Court Opinion

ID: 7558873
Source: CourtListenerOpinion
Date Created: 2022-07-29 05:54:18.503366+00
Date Added: 2024-06-11T16:24:09.243795
License: Public Domain

SHAW, Justice,
specially concurring.
The last comprehensive review and revision of the Standard Jury Instructions in Criminal Cases occurred during the period 1977-81. We approved the report of the committee, with modifications, in April 1981. In the matter of USE BY the TRIAL COURTS OF the STANDARD JURY INSTRUCTIONS IN CRIMINAL CASES and the Standard Jury Instructions in Misdemeanor Cases, 431 So.2d 594 (Fla. 1981). The Schedule of Lesser Included Offenses included therein was grounded on Brown v. State, 206 So.2d 377 (Fla.1968), and the single transaction rule.

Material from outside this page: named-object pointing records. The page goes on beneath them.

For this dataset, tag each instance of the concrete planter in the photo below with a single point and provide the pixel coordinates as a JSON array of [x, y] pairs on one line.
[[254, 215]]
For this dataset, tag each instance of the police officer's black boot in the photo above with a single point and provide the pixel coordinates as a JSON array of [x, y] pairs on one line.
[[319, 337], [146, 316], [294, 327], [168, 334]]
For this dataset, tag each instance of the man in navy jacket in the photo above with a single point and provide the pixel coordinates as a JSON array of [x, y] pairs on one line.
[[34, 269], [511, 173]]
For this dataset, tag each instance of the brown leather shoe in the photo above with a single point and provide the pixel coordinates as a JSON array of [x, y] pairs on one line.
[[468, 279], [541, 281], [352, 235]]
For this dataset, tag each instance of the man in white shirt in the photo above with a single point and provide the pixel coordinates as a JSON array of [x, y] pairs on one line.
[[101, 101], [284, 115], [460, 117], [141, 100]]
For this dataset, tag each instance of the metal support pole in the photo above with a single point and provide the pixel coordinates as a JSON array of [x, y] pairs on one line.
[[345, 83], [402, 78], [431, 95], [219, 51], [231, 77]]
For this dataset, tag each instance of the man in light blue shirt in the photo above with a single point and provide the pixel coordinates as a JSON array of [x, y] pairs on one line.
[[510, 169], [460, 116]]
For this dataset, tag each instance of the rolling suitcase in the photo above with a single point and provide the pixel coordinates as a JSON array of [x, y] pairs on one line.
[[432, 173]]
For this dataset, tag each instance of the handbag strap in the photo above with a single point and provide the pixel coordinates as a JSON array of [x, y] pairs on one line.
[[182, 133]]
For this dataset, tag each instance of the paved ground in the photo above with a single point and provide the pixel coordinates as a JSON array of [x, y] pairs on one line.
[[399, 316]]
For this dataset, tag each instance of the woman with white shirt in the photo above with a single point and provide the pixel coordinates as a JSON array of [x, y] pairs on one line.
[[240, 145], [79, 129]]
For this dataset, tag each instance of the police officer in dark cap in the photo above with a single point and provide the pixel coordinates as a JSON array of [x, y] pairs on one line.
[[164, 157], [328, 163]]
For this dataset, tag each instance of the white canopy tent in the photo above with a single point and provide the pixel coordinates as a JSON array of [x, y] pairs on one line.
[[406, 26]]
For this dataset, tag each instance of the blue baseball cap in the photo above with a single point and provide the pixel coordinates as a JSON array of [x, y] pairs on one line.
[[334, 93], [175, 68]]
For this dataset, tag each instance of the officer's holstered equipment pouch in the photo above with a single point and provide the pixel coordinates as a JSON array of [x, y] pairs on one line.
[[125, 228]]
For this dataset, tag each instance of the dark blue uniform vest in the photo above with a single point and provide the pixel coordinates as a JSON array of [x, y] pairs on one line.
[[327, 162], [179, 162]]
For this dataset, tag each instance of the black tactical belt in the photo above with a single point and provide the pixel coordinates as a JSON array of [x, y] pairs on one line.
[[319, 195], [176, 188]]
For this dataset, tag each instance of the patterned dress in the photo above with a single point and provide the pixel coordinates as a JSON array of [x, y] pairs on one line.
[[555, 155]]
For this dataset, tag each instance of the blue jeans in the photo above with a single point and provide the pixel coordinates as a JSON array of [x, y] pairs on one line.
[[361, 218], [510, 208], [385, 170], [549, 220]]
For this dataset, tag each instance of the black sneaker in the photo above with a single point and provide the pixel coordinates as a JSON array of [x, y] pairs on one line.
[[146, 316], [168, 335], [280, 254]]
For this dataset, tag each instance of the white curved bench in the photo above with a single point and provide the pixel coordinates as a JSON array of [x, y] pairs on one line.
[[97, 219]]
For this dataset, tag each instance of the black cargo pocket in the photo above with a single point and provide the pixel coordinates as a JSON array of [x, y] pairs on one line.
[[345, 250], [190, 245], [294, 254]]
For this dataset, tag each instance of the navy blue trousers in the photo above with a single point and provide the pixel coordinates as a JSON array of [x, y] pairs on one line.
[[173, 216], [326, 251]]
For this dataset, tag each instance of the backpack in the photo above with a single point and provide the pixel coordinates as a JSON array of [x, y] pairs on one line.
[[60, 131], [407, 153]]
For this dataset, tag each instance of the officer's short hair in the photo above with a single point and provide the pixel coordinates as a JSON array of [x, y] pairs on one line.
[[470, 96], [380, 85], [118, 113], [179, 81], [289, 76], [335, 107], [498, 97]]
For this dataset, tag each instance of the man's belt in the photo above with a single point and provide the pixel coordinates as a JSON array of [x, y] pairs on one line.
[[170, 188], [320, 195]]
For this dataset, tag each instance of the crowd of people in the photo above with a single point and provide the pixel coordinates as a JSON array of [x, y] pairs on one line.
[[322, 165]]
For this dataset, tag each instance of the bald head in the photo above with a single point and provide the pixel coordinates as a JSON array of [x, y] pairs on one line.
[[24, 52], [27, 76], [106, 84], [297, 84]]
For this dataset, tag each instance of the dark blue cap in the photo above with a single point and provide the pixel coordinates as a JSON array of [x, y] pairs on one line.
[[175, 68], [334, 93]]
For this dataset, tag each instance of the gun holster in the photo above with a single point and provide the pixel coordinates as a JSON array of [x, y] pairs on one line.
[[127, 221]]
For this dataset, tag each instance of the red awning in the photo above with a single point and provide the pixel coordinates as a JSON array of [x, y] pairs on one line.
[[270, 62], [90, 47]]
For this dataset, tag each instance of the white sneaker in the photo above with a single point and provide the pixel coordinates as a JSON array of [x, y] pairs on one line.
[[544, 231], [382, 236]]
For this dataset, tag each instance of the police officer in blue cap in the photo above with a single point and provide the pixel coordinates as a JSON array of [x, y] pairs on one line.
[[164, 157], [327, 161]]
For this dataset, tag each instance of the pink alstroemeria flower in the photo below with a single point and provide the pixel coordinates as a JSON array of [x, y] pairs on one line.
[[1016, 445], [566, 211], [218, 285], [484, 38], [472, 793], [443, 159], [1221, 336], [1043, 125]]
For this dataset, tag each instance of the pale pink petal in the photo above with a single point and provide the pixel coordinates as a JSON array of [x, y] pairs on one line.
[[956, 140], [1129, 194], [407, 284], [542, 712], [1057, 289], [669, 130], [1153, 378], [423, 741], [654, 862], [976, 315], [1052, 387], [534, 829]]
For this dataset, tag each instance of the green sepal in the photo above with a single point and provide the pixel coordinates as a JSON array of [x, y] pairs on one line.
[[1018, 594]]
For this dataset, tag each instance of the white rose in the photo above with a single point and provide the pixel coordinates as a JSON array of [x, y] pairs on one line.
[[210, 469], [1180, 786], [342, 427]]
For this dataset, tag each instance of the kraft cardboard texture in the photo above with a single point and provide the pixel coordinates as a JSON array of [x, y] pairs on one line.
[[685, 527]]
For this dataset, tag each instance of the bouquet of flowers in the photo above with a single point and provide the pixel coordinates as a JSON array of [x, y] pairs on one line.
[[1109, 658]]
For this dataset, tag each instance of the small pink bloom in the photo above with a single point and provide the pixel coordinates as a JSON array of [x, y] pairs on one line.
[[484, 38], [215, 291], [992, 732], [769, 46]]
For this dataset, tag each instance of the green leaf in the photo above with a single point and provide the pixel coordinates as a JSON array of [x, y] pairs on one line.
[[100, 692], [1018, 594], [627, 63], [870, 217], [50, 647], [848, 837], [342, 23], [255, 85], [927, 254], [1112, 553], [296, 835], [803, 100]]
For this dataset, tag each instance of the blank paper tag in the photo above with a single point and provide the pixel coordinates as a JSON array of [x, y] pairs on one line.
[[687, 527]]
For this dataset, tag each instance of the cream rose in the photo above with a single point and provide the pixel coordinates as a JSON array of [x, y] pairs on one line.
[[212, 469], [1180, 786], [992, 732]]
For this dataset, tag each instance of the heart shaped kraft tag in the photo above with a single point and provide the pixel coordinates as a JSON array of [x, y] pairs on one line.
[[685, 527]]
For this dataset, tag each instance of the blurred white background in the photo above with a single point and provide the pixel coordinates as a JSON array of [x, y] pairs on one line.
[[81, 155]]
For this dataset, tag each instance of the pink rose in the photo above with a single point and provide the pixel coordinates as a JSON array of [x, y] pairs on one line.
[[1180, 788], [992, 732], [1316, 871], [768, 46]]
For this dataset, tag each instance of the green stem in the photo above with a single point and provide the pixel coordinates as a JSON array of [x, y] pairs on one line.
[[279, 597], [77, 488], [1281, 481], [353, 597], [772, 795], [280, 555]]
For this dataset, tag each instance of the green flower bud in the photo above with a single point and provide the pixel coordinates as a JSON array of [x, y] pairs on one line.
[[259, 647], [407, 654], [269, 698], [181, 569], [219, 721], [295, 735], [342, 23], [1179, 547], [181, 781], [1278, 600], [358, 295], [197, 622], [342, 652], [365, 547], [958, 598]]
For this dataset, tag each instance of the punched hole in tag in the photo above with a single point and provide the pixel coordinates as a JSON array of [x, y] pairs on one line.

The schedule of lesser included offenses has not been reviewed and revised to conform it to section 775.021(4), Florida Statutes (1976), as amended thereafter by chapter 83-156, section 1, Laws of Florida. Section 775.021(4), Florida Statutes (1983), abrogates the single transaction rule by mandating that there be separate convictions and sentences for all separate offenses occurring in the course of one criminal transaction or episode. The statute, as amended in 1983, also mandates that offenses are separate if each offense requires proof of an element not present in the other and that this determination will be based exclusively on the statutory elements of the offenses, not the accusatory pleadings or the proof adduced at trial. The effect of the 1983 change was to define and limit lesser included offenses to those offenses whose statutory elements are completely subsumed within the greater charged offense, i.e., those which are not separate offenses. This requires that two basic changes be made to the schedule of lesser included offenses. First, because *1236permissive lesser included offenses (category two) are based on the accusatory pleadings and proof at trial and their statutory elements are, by this Court’s definition, not subsumed within the charged greater offense, they are, by legislative definition, separate offenses. Consequently, category two offenses, if truly permissive, cannot be instructed on as lesser included offenses and the entire category must be deleted from the schedule of lesser included offenses. Second, the definition and method of determining separate offenses must be rigorously applied to category one, necessarily included lesser offenses, to ensure that each category one offense is in fact statutorily subsumed within the charged greater offense and not a separate offense.
I agree with the recommendations and changes contained herein because they are necessary in order to ensure consistency within the schedule as it now exists. However, because we have never tasked the committee with reexamining the schedule in light of section 775.021(4), the changes perpetuate the inherent errors which result from faulty policy premises, i.e., the single transaction rule and Brown. Accordingly, I call again for a comprehensive review and revision of the schedule of lesser included offenses and Florida Rules of Criminal Procedure 3.490 and 3.510 to conform them to section 775.021(4). For a fuller examination of these faulty premises, errors, and flaws, see my dissents in Wilcott v. State, 509 So.2d 261 (Fla.1987), State v. Wimberly, 498 So.2d 929 (Fla.1986); Linehan v. State, 476 So.2d 1262 (Fla.1985); and Green v. State, Shaw, J., concurring in result only, 475 So.2d 235 (Fla.1985).